Answer to Question #134476 in Algebra for Joseph Se

a)

A linear function is a function that results to a graph of a straight line. It has dependent variable (y) and independent variable (x) which do not contain any power more than one. The general form of a linear function is "Ax + By + C= 0" where "A, B," and "C" are constants. This can also be in the form "y = f(x) = a + bx"

A quadratic function on the other hand, is a function that contain just one of the variables, but is raised to the second power. Quadratic functions when plotted, produce a parabola. Its general form is "y = ax^2 + bx + c"

b)

An exponential function is a function formed when an independent variable (x) is expressed as the exponent.
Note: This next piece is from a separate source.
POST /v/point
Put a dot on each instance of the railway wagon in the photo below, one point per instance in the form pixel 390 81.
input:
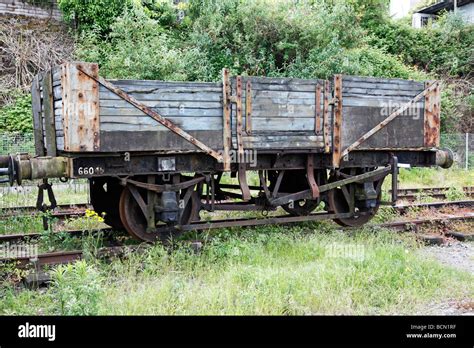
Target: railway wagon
pixel 155 151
It has a form of "f(x) = a^x", where a is the base and x is the exponent. Its significant is that it can be used to describe a decay or growth. For instance, an exponential function such as "f(x) = ( \\frac{1}{2})^x" is an example of a decaying exponential, since it reduces as the value of "x" increases.

c)

Logarithmic functions are simply the inverse of exponential functions. This is because any exponential functions can be expressed in logarithmic form. Likewise, every logarithmic function can be written in exponential form.

Logarithmic functions have the form "f(x) = y = log_b x" which can be expressed in exponential form "x = b^y" ( b remains the base).

Logarithmic functions are useful in that they help to work with very large numbers which, ordinarily are difficult to handle.